Unless you’re from the Midwest, you might never have heard of Meijer (pronounced “MY-ER”). But in the Rust Belt, the store has thrived while other businesses have gone elsewhere, so much so it’s now considered a “major” player in the grocery retailing channel and a strong competitor against the Beast of Bentonville. Meijer operates 188 stores across a five-state area: 98 in Michigan, 40 in Ohio, 27 in Indiana, 15 in Illinois and 8 in Kentucky, opening around 10 stores each year. The privately-held company does not release data, but sales are estimated at $14bn. While that's barely a rounding error for Wal-Mart, the largest food retailer, Meijer is showing others how to compete with chain discounters. And at a time when many are looking to reduce their footprint and cut back expansion, the company continues to pin its strategy on 200,000-square-foot behemoths that it pioneered with the Thrifty Access format in 1962, almost 25 years before WM did its first Super Center.

The company is celebrating its 75th anniversary this year, and industry analysts say it is well-positioned to ride out the recession, though the large-footprint stores make securing expansion locations tougher, except in rural areas.
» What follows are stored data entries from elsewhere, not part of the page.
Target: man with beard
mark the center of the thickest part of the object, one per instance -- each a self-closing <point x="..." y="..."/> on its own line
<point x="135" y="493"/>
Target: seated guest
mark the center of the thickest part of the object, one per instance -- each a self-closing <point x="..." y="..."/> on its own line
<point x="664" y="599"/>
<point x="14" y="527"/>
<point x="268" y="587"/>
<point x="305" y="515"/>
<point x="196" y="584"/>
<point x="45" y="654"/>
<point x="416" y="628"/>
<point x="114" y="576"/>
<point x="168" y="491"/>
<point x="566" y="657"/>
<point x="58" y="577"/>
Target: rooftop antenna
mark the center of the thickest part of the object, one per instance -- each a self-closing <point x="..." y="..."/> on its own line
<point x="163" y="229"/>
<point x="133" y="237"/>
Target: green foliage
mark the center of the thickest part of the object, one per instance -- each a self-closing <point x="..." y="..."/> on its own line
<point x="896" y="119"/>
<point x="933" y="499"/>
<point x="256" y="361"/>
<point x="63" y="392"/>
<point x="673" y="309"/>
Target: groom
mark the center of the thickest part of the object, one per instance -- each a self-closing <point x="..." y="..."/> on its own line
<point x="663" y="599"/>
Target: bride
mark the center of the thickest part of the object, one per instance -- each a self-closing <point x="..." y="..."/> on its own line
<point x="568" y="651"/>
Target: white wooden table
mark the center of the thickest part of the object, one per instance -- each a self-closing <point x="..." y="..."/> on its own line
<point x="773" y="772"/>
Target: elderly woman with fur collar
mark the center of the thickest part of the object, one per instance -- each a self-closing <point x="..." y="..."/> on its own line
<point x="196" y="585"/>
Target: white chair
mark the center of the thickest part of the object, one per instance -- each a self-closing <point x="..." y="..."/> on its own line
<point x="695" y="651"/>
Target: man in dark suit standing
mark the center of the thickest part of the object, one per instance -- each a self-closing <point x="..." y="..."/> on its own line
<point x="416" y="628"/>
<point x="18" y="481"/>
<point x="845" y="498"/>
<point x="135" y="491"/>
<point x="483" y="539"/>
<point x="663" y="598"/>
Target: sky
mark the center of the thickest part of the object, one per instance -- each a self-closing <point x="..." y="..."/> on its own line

Price has been the key driver for Meijer’s success, with theirs running 8-10% lower than competitors. Promotions are the other key to driving sales.
One advantage for the Grand Rapids, MI-based firm is that it’s privately-held and doesn’t answer to Wall Street or private equity investors demanding quick results or fat margins. While small stores have a lower break-even point, larger ones generate higher profits due to economies of scale. And since Meijer doesn’t compete in most urban markets, it’s insulated from the problems of finding the right store property.

Currently Meijer is growing most rapidly in the suburbs of Chicago, Cleveland, Detroit, Cincinnati and Louisville. Targeted areas include Wisconsin and Missouri. Staying close to the Great Lakes region has allowed Meijer to build its brand with consumers. Expansion in the prime Chicago market, for example, has been by slashing prices and stressing selection in produce and meats in competition with established chains like Jewel and Dominick's, and hasn’t been shy about going head-to-head in commercials touting Meijer’s as "a better store than the other guys." Wal-Mart has not been a factor in the Chicago food retailing marketplace, so Meijer has the low-price white spaces to itself currently. Given their reliance on large stores, this may change over time, as options closer-in to Chicago will likely prove too expensive. The rapid expansion of the suburban housing market fit nicely with Meijer’s growth plans, but the downturn in the economy may keep more shoppers in the city and out-of-reach.